I have applied to 13 companies.

I dipped my toes into recruiting with a first round of 3 companies: Roblox, Patreon, and Crosswire. They had reached out to me, and I mixed my interest in them with an interest in practicing interviewing. To my delight, I got offers from all 3. However, I turned them down, Roblox and Patreon too mature and Crosswire too early for my taste. The last one I declined nervously, knowing I would not have any standing offers for a while.

In the second round of recruiting, rejection became my bitter friend. 6 companies rejected me: Ramp, Brex, Lithic, Modern Treasury, Databricks, and Moveworks. One other company, Instabase, extended an offer then rescinded it due to changing business conditions, concretizing the economic downturn in enthusiasm for technology companies.

Finally, I stand with 3 offers: Glean, Lacework, and Scale AI.

Having gone through so many applications, I've solidified the narrative of why I want to move:

  1. product: I don't want to build ads1
  2. growth: Google Ads represents an extremely stable, mature business, while I'd like to prioritize growth
  3. company: work at Google requires lots of overhead divorcing me from the joy of building

Discussing with my friends and mentors, I've repeatedly referred to the power of systems over individuals. At Google, I'd have to compete against so many smart people over limited scope. This post captures my fears well:

Once you work at Google, you look around, see thousands of genuinely brilliant programmers who aren't successful, and you get totally trapped.
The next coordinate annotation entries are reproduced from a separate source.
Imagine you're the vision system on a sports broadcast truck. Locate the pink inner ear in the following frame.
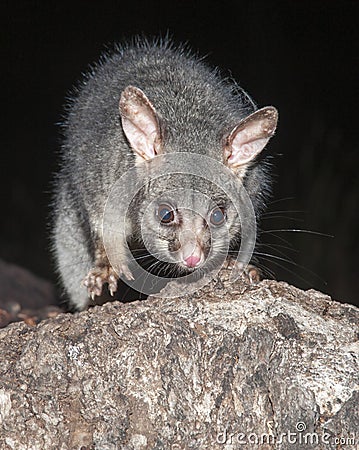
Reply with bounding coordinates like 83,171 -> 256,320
227,107 -> 277,168
120,86 -> 160,160
228,135 -> 269,166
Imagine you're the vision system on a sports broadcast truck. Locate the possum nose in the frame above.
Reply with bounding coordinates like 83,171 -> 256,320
184,255 -> 201,267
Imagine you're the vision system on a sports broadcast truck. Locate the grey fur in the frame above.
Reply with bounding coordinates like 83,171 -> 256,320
53,37 -> 278,309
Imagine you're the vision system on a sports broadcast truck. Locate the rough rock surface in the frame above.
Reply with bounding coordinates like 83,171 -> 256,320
0,272 -> 359,450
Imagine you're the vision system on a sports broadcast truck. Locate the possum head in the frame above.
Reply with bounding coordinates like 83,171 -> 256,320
120,86 -> 277,272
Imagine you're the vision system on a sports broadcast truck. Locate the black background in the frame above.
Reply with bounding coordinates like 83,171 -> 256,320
0,0 -> 359,303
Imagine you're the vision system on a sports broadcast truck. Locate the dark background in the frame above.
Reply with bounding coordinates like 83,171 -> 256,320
0,0 -> 359,303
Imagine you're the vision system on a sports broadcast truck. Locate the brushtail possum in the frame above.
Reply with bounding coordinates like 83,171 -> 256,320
53,40 -> 277,310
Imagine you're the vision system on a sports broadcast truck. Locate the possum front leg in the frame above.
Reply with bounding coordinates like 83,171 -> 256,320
83,244 -> 134,300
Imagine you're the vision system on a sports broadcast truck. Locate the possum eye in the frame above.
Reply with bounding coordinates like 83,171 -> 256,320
157,204 -> 175,224
210,206 -> 226,226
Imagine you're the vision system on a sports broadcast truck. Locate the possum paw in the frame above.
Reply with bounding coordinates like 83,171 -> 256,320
243,264 -> 262,284
83,266 -> 118,300
229,261 -> 262,284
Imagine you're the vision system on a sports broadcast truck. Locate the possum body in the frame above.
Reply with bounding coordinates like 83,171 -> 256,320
53,41 -> 277,310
All of a sudden, you go from “I'm incredibly gifted and would do great things if only society wasn't holding me back” to “there are literally 100 people within eyesight more gifted than me, and they've all settled for mediocre jobs, so I guess that's the most I can hope for”.

In contrast, in a fast-growing company/product, the system would more naturally encourage me to learn broadly and take on scope.

I'd make enough with any of my current 3 offers. Given Glean has the most room to grow, and I enjoyed interacting with Glean employees the most during my in-person office visit, I'd like to take the Glean offer.